What happens if you unknowingly include GPL code in a commercial product? You may be required to open-source it. For a SaaS product you're selling as a service, that can mean effectively making your product public.

In the clinical software space I work in, this kind of legal exposure bleeds into customer trust. When a hospital administrator asks "is this code properly licensed?", "an AI wrote it and I'm not sure" is not a defensible answer.


So what do you actually do?

The answer isn't to stop using AI. It's to treat AI output as raw material.

Raw material means: you take the output, read it, change it, decide. Code committed without a genuine "review, modify, decide" process may legally belong to no one. But documenting that process is now a PM responsibility. Which decisions were human decisions? Who made the architectural choices? These questions protect you in a future legal dispute.

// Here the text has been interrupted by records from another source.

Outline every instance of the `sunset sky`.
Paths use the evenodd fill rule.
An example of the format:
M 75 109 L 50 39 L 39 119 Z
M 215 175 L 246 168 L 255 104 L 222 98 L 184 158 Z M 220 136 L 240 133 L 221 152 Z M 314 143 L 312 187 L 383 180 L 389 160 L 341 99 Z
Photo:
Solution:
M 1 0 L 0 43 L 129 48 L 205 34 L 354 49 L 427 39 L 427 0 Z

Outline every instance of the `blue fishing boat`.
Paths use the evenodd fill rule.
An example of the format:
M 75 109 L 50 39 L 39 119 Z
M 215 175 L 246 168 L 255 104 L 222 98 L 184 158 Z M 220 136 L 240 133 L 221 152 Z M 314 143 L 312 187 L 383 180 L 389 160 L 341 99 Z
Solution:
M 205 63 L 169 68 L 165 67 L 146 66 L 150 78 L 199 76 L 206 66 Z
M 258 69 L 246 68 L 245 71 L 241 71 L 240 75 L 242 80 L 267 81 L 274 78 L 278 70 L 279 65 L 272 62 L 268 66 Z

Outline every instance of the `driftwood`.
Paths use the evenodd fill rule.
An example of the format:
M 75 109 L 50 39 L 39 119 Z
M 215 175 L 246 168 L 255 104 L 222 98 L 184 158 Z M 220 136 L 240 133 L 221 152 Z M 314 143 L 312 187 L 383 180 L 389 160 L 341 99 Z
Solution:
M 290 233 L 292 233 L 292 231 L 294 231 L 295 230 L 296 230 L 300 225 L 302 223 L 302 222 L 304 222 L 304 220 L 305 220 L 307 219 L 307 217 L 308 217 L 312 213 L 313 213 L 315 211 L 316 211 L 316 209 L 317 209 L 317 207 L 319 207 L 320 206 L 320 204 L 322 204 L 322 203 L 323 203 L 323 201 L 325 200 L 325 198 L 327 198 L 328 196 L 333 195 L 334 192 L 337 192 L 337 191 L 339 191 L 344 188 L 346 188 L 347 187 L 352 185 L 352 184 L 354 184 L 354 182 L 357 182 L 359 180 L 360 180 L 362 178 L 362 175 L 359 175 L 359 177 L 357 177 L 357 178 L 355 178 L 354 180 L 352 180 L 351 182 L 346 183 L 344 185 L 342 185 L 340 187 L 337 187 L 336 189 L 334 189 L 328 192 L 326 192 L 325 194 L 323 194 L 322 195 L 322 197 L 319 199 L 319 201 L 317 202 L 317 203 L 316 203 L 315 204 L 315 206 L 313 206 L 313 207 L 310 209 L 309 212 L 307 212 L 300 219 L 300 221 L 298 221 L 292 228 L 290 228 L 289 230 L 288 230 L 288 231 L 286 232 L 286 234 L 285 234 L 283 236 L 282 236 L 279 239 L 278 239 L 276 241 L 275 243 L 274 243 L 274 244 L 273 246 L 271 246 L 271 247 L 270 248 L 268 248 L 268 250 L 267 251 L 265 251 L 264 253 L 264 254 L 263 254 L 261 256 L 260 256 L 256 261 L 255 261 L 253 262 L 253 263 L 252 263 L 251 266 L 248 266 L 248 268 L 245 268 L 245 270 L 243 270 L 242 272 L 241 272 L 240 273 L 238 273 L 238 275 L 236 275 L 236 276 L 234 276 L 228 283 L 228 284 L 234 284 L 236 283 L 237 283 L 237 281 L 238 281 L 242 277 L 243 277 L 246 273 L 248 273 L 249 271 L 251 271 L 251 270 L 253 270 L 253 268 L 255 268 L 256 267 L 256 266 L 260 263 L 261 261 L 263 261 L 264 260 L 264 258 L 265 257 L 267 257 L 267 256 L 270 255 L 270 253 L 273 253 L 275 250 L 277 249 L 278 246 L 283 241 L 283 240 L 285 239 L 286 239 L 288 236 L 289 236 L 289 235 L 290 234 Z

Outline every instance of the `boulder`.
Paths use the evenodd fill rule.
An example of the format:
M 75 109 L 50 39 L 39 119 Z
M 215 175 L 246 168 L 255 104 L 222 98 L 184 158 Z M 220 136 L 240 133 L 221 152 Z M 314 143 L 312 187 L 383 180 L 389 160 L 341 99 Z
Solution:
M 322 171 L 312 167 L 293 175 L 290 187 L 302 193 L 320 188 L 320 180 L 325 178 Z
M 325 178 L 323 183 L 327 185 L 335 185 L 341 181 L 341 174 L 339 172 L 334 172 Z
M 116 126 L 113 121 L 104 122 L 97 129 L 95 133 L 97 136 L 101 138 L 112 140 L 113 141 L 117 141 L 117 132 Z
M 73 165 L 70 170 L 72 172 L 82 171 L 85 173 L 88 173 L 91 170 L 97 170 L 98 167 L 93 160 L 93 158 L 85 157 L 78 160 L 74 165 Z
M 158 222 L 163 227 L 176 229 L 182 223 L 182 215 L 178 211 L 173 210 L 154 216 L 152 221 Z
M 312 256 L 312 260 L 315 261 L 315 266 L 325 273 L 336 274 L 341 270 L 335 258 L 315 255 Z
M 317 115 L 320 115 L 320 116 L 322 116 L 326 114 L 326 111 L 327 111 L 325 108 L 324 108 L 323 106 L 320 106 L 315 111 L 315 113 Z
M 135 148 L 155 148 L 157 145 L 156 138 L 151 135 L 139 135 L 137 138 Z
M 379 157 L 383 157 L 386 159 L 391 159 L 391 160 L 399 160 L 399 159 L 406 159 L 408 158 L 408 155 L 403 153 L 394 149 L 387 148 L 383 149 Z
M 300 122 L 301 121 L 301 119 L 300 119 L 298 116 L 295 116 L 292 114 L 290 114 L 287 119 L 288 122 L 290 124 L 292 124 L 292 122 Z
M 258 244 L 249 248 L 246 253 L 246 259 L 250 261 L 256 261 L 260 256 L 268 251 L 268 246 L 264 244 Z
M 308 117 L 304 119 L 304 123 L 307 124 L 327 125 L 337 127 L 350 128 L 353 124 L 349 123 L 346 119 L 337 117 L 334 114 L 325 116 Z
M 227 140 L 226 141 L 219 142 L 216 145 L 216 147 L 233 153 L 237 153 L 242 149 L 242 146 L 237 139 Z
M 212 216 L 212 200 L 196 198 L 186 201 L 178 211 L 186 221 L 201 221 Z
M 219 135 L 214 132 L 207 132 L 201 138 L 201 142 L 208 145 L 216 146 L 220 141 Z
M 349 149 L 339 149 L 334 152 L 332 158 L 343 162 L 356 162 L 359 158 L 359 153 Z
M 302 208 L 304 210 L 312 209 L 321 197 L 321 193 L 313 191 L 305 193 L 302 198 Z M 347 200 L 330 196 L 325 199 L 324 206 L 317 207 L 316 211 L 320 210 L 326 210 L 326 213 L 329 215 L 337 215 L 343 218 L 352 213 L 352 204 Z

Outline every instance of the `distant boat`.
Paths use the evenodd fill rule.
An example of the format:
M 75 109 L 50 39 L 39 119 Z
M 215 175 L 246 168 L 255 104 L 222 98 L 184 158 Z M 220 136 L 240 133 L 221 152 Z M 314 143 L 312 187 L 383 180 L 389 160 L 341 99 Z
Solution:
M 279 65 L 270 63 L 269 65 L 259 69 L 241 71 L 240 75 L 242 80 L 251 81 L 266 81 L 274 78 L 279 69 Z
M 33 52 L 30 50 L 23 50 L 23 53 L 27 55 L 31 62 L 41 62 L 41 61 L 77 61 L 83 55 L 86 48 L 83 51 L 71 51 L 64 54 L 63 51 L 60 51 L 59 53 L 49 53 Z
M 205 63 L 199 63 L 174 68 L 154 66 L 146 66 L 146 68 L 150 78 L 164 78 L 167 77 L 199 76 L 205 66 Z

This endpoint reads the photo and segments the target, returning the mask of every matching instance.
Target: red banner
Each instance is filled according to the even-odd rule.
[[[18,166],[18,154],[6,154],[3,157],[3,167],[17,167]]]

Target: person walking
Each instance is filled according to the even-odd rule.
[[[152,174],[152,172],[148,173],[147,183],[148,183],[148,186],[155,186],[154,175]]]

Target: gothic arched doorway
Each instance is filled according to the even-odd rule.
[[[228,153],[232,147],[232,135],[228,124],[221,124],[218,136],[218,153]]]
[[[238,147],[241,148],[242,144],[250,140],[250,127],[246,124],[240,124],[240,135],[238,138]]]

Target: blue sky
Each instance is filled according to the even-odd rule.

More practically: establish a commit message convention for AI-assisted work. Something like "AI-assisted: reviewed and modified." It sounds trivial. During a due diligence audit, it's the difference between provable human authorship and ambiguity.


And this isn't only a legal matter.

If your Series A investor doesn't ask, your Series B will. During an acquisition, the buyer's legal team will. A large enterprise customer's vendor risk assessment will.

You don't know when the question is coming. But when it does, you want the answer ready.

The speed of building with AI today is remarkable — a three-person team shipping enterprise software. That's real. That's valuable.

But you can lose just as fast: in a funding round, an M&A process, a competitor lawsuit.

AI writes the code. Humans own the product. Except "owning it" now requires documentation.